Wie würdest du deinen eigenen Stil beschreiben?
Ich würde mich jetzt nicht als den großen Styler in der Casual-Szene beschreiben, wenn es die überhaupt gibt. Ich finde es gut, dass es einen Kleidungsstil gibt, bei dem man eigentlich nichts falsch machen kann. Das Ganze hat sich ja schließlich über Jahrzehnte hinweg entwickelt und ist somit natürlich zeitlos. Also mehr Stil als Mode.
Bist du bei den Spielen deines Vereins immer in der Kurve anzutreffen?
Ich habe mein erstes Spiel im alten Volksparstadion 1975 gesehen. Ich bin dann als Neunjähriger auch gleich in den Block E rein. Da konnte ich aber nichts sehen, weil ich noch zu klein war und habe mich dann in Block F auf eine Mauer gestellt. Als ich dann Mitte der Neunziger Jahre aufgehört hatte, selber im Verein Fußball zu spielen, habe ich mir dann eine Dauerkarte gekauft. Heute habe ich eine Dauerkarte für die Nordtribüne. Allerdings im Sitzplatzbereich.
Dein Lieblingsstadion? (neben deinem Club)
Bochum
Wie sieht dein typischer Ablauf am Spieltag aus?
Seit der Ausgliederung der Profimannschaft vor einigen Jahren habe ich mich aus der aktiven HSV-Fanszene zurückgezogen. Heute würde ich mich was mein Fanverhalten anbelangt eher als konsumierender Fußballfan bezeichnen. Ich komme eigentlich erst kurz vor Anpfiff im Stadion an. Aufgrund der endlosen Schlangen vor den Klos vermeide ich es vorm Spiel auch Bier zu trinken. Das hole ich dann aber ab und zu nach den Spielen ausgiebig am Stellinger S-Bahnhof nach.
Dein bevorzugtes Bier?
Holsten Edel
Welche ist deine Lieblingsjacke? (In deinem Besitz und dein Holy Grail)
Ich bin ja, wie anscheinend viele Deutsche aus dem Casual-Umfeld, ein bekennender Barbour-Fan. Ich glaube, dass, nach wie vor, die Bedale die ikonischste Barbour Jacke ist. Allein schon, weil die noch in England hergestellt wird.

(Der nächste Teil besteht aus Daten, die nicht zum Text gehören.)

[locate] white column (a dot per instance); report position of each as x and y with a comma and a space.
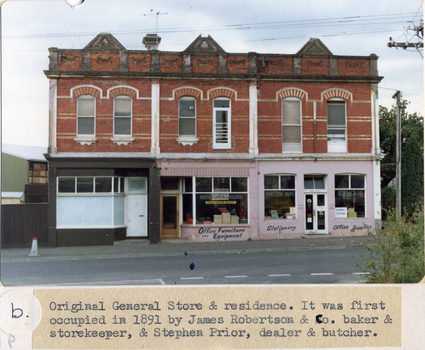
155, 118
376, 150
53, 116
253, 119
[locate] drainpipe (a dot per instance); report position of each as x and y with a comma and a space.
315, 127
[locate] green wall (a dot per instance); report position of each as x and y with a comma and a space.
15, 173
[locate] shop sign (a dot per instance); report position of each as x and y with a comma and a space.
222, 233
340, 213
221, 194
353, 228
280, 228
220, 202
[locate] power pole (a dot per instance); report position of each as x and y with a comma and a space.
418, 32
397, 95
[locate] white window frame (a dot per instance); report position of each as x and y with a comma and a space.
293, 214
222, 145
188, 139
86, 139
292, 147
337, 144
349, 188
123, 139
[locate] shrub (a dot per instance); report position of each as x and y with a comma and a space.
395, 254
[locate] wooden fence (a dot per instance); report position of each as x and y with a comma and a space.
21, 222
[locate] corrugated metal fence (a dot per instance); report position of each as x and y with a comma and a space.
21, 222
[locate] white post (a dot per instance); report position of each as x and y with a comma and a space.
155, 118
253, 119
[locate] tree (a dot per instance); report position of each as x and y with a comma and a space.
412, 127
396, 253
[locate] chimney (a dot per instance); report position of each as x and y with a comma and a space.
151, 41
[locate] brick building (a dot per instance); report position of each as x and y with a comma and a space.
209, 145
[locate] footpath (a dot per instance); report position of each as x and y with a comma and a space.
142, 248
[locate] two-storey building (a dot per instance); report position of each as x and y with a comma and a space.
209, 145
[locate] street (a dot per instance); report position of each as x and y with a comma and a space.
325, 265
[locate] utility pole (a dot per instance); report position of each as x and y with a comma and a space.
397, 95
419, 33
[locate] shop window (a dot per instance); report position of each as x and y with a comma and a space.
103, 184
350, 194
118, 185
222, 124
66, 185
279, 197
291, 125
216, 200
86, 201
337, 126
85, 185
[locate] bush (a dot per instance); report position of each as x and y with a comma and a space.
396, 253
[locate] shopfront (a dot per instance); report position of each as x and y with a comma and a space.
298, 198
209, 203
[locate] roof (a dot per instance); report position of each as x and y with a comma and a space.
32, 153
12, 195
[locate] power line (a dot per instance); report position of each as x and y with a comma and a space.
244, 26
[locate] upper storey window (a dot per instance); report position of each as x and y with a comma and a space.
337, 126
291, 125
86, 120
122, 120
86, 115
221, 126
187, 120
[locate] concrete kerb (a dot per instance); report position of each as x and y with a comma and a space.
66, 253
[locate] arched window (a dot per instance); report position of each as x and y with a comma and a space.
337, 125
122, 116
187, 117
86, 112
291, 125
222, 124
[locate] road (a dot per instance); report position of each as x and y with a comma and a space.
328, 266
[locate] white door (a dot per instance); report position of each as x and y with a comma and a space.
137, 207
316, 218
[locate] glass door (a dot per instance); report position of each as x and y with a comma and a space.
315, 213
170, 216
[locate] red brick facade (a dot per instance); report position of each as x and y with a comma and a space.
312, 77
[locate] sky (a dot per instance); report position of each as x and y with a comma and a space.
357, 27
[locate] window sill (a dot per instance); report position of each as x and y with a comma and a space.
85, 140
120, 140
187, 141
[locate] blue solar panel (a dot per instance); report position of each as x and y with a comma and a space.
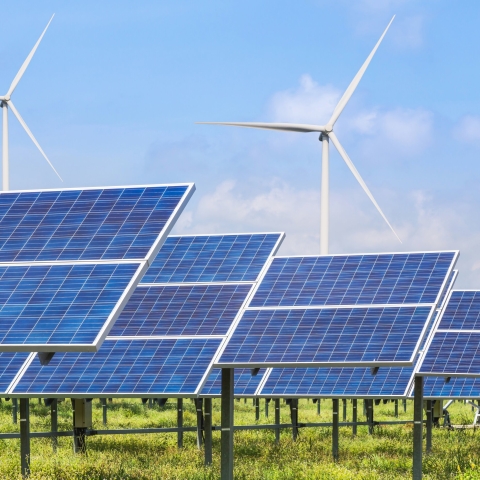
354, 279
462, 311
181, 310
85, 224
338, 382
452, 353
10, 364
123, 368
246, 384
457, 387
59, 304
213, 258
329, 336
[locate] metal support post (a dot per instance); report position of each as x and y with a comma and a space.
429, 425
294, 417
25, 436
54, 422
335, 413
277, 420
199, 409
104, 410
208, 431
354, 416
417, 428
180, 422
14, 410
227, 425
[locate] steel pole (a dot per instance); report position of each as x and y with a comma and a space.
324, 194
227, 425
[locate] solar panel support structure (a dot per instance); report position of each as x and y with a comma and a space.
14, 410
104, 410
180, 422
335, 412
417, 428
208, 431
25, 436
429, 426
227, 424
277, 420
199, 409
354, 417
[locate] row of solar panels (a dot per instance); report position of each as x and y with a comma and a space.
73, 260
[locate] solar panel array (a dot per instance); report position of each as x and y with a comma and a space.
454, 346
340, 311
165, 339
69, 260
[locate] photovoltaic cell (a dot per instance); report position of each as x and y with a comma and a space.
59, 304
215, 258
245, 383
84, 224
452, 353
331, 336
462, 311
338, 382
123, 368
457, 387
354, 279
10, 364
181, 310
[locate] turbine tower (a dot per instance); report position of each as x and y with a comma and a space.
326, 134
6, 103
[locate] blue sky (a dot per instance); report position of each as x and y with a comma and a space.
115, 89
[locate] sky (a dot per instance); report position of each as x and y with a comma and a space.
115, 88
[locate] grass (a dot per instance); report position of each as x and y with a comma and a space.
387, 454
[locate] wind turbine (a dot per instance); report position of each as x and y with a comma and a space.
6, 103
326, 134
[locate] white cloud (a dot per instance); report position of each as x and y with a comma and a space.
468, 129
308, 103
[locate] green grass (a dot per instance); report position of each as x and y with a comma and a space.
387, 454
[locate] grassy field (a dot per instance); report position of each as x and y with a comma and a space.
387, 454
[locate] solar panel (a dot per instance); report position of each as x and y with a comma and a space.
337, 382
354, 279
326, 337
456, 387
245, 384
164, 327
122, 368
339, 311
70, 259
454, 345
213, 258
181, 310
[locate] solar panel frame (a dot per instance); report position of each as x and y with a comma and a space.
466, 333
444, 287
143, 263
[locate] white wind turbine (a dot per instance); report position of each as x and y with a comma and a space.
326, 134
6, 103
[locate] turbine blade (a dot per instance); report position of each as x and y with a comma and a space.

Vor einigen Jahren hatte ich mal die Gelegenheit, in South Shields in der Barbour-Fabrik vorbeizuschauen. Da hatte ich dann das große Glück für relativ kleines Geld eine Barbour Tokito Spey Fishing-Jacke käuflich erwerben zu können.
Aber ich hole auch gerne mal eine Baracuta-Harrington aus meinem Kleiderschrank heraus. Allerdings tendiere ich hier altersbedingt eher zur G4 als zur G9.
Gibt es vielleicht eine besondere Errungenschaft, auf die du ganz besonders stolz bist?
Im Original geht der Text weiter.